Cerro Negro Norte

Location
- Location: Atacama Region, Chile; 27°06′20″S 70°20′43″W﻿ / ﻿27.1055166667°S 70.3453638889°W;

Production
- Products: Iron ore concentrate

History
- Opened: 2010–2014

Owner
- Company: Compañía Minera del Pacífico
- Acquired: 1971

= Cerro Negro Norte mine =

Iron mine in Chile

Cerro Negro Norte (CNN) is an open-pit iron mine in northern Chile about 30 km north of the city of Copiapó in inland Atacama Region. The ore of the mine is one of various iron oxide-apatite (IOA) ores that are part of the north–south Chilean Iron Belt.

==History==
Cerro Negro Norte was originally mined in the 1960s by Compañía Minera Santa Fe. As part of the Allende administration's Chilean nationalization of iron the inactive of Cerro Negro Norte became state-owned in 1971 when the government expired all mining concessions of iron ore deposits that were not being mined.

Cerro Negro Norte opened again in 2010–2014 and in 2021 it had a production capacity of 4 million tons of iron. It produces iron ore concentrate that is transported as pulp in pipelines to the port of Punta Totoralillo located 55 km northwest of the mine.
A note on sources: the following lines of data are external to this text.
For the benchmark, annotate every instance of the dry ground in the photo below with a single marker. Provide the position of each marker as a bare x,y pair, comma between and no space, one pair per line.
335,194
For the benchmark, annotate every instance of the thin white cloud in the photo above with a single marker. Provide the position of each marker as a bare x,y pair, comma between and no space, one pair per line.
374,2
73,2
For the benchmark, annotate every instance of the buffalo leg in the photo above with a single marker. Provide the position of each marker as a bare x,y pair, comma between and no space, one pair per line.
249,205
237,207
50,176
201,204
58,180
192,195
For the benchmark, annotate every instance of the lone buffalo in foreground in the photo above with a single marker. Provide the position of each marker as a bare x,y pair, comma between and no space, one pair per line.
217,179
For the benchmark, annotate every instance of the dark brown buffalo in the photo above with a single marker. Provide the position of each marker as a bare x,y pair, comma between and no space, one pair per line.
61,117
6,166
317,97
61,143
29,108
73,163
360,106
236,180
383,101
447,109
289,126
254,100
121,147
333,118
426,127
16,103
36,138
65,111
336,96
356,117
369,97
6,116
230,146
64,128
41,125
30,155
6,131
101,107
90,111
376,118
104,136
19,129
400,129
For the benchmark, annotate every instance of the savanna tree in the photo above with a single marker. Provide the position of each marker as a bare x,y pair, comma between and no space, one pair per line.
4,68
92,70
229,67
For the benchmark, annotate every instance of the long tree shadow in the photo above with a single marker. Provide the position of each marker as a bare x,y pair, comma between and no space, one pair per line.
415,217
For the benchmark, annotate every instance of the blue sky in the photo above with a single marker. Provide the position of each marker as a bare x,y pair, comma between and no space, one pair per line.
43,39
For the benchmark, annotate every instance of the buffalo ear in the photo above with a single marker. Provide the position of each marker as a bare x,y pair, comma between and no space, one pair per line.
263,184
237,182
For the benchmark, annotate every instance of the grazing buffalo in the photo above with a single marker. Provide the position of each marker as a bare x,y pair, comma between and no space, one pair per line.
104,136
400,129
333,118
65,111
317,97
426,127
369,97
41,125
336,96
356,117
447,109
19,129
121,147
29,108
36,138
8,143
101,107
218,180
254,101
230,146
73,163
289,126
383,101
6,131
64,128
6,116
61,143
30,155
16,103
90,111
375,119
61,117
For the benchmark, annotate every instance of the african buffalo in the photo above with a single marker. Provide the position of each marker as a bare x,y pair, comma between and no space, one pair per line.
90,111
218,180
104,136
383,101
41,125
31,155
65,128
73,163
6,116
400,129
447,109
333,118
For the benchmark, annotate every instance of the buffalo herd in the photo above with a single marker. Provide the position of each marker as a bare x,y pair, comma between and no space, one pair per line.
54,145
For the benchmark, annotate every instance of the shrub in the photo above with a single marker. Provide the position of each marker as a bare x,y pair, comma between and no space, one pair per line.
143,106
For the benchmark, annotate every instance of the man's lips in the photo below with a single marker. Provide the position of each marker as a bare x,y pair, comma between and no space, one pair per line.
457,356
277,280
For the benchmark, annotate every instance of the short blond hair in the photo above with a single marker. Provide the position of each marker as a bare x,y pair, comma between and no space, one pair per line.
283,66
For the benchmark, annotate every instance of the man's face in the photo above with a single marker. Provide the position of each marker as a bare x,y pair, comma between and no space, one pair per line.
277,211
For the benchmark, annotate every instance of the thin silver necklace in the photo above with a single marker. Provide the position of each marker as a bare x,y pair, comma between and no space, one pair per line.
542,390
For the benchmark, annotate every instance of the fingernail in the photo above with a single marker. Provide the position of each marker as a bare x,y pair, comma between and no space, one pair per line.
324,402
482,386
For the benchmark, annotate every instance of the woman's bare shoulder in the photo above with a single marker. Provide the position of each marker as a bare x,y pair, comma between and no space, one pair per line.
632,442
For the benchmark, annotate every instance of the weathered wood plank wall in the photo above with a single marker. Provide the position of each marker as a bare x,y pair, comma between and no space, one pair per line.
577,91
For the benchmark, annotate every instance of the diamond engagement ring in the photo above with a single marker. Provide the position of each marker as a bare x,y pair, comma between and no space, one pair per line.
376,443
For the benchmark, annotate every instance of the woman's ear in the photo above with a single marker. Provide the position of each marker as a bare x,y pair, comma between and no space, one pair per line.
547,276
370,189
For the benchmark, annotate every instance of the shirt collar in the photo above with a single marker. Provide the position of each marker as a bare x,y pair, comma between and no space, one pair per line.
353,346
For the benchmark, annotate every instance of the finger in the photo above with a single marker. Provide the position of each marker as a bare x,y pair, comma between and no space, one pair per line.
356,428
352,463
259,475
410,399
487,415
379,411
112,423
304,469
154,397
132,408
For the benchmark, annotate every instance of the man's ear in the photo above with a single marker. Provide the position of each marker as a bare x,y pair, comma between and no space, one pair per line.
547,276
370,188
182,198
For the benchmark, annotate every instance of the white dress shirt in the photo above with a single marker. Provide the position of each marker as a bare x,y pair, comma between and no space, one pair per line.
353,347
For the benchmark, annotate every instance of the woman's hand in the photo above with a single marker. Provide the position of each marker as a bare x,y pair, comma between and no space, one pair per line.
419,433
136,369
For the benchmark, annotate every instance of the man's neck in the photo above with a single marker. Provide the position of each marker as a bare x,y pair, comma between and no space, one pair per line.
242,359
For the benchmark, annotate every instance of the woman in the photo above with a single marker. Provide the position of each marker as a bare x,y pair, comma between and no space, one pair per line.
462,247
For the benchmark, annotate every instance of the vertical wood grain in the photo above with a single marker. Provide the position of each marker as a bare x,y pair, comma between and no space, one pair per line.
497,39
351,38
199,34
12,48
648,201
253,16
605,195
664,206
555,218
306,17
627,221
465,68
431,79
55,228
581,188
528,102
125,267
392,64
The mine stores and processes iron ore from smaller mining companies.

In 2014, plans for a desalination plant to provide water for mining operations at it and other mines was announced.

As of 2025 Cerro Negro Norte was the newest of the mines owned and operated by Compañía Minera del Pacífico (CMP). In early 2025 Compañía Minera del Pacífico submitted a plan to the Environmental Assessment Service to increase iron production capacity at the mine from 4 to 4.5 million metric tons. Among other things the project seeks to improve are the conminution and concentrating plants.